The state of Victoria, in Australia, is moving forward with a new law that is meant to protect victims of child sex abuse, including when such incidents happen within a religious setting. According to the “Reportable Conduct Scheme” that has just been enacted, when the police and other organisations learn of allegations or cases of child sexual abuse, they must report this to the Commission for Children and Young People, whose office will monitor all involved for compliance with the state’s Child Safe Standards.
Please note that this Commission for Children and Young People is NOT the Australian Royal Commission (ARC); these would be two completely separate entities. The ARC Inquiry Into Institutional Responses to Child Sex Abuse , of which Jehovah’s Witnesses were a part (see this page for more details), was a short-term round of questioning held to determine what recommendations should be made regarding enacting or improving laws, in order to better protect children and sex abuse victims.

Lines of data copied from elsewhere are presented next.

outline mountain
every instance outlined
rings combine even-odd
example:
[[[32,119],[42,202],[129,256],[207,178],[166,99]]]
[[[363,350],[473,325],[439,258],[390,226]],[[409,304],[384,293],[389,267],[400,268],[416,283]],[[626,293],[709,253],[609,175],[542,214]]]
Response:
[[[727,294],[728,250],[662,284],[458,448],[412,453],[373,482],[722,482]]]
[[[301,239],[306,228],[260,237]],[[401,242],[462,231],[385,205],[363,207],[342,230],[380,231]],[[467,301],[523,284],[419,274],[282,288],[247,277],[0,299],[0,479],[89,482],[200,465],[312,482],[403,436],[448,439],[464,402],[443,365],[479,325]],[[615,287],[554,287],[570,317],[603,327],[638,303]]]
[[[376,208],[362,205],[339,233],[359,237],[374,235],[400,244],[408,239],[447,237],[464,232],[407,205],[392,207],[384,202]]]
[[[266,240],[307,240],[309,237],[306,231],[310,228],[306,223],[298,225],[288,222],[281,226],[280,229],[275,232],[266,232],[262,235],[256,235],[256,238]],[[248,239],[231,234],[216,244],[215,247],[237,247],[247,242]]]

According to their website, the main objectives of this Commission for Children and Young People, and their new Reportable Conduct Scheme, is to:
- require some organisations to respond to allegations of child abuse (and other child-related misconduct) made against their workers and volunteers, and to notify us of any allegations
- enable us to independently oversee those responses
- facilitate information sharing between organisations, their regulators, Victoria Police, the Department of Justice and Regulation’s Working With Children Check Unit and us
As of right now, this law is only being enacted in the state of Victoria, not throughout all of Australia. It would be applicable to anyone in an organization that falls under government oversight and who has received a credible allegation of child sex abuse; even police would be required to report to this agency, to ensure a child’s criminal complaint is not mishandled.
Note, the requirement of reporting to this agency does not mean elders would be obligated to report to the police, only to this commission. However, as said, this agency’s job would be to ensure that an allegation of sexual abuse and the child’s rights are protected and handled properly, that a record is made of such an allegation outside the setting where it was reported, and that it is handled according to Child Safe Standards.

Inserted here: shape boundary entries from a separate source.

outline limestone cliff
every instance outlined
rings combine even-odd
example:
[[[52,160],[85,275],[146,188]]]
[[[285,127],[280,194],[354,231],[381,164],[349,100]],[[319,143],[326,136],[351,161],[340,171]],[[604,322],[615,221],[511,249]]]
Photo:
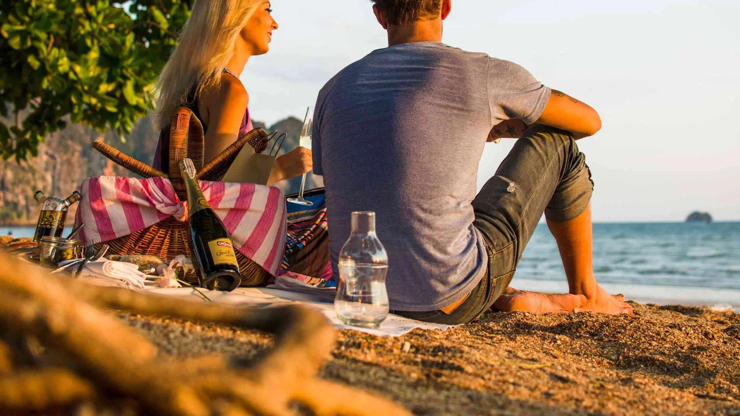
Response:
[[[256,122],[257,127],[265,127]],[[280,154],[298,145],[302,121],[290,117],[272,126],[288,133]],[[101,175],[131,176],[124,168],[115,164],[90,147],[101,140],[144,163],[151,164],[158,140],[158,132],[149,118],[142,118],[130,135],[121,138],[115,132],[101,134],[90,127],[70,124],[63,130],[50,135],[38,147],[38,155],[28,161],[0,159],[0,224],[35,225],[38,215],[38,204],[33,200],[37,189],[48,195],[67,198],[78,189],[85,178]],[[286,193],[298,191],[300,178],[280,185]],[[320,177],[309,174],[306,189],[323,186]],[[74,211],[74,209],[72,209]],[[70,215],[73,215],[70,212]],[[71,224],[71,221],[67,221]]]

In other words, Jehovah’s Witness elders would no longer be able to drop the matter and claim that they are “respecting the rights of the victim” by abandoning them to handle any further reporting on their own. Whether or not the victim chooses to report the matter to the police, this Commission for Children and Young People would still have a record that such an allegation was made, and would be available to assist the victim in the reporting process and ensure that the case is handled according to their Child Safe Standards.
For Jehovah’s Witnesses, this mandatory reporting would no doubt also hinder their consistent practice of destroying notes and records that pertain to abuse allegations. They may also come under more intense scrutiny for how they handle such allegations within the religion itself, and what steps they take to protect children.
It has been suggested by exJW activists in Australia that this type of law may become nationwide sometime in the future, as a result of the work of the ARC. However, even as it stands, this is a tremendous victory for the victims of sex abuse in this religion, and for activists as well, and a tremendous blow to Jehovah’s Witnesses, who want to hide how many cases of pedophilia and child sex abuse actually occur in their religion.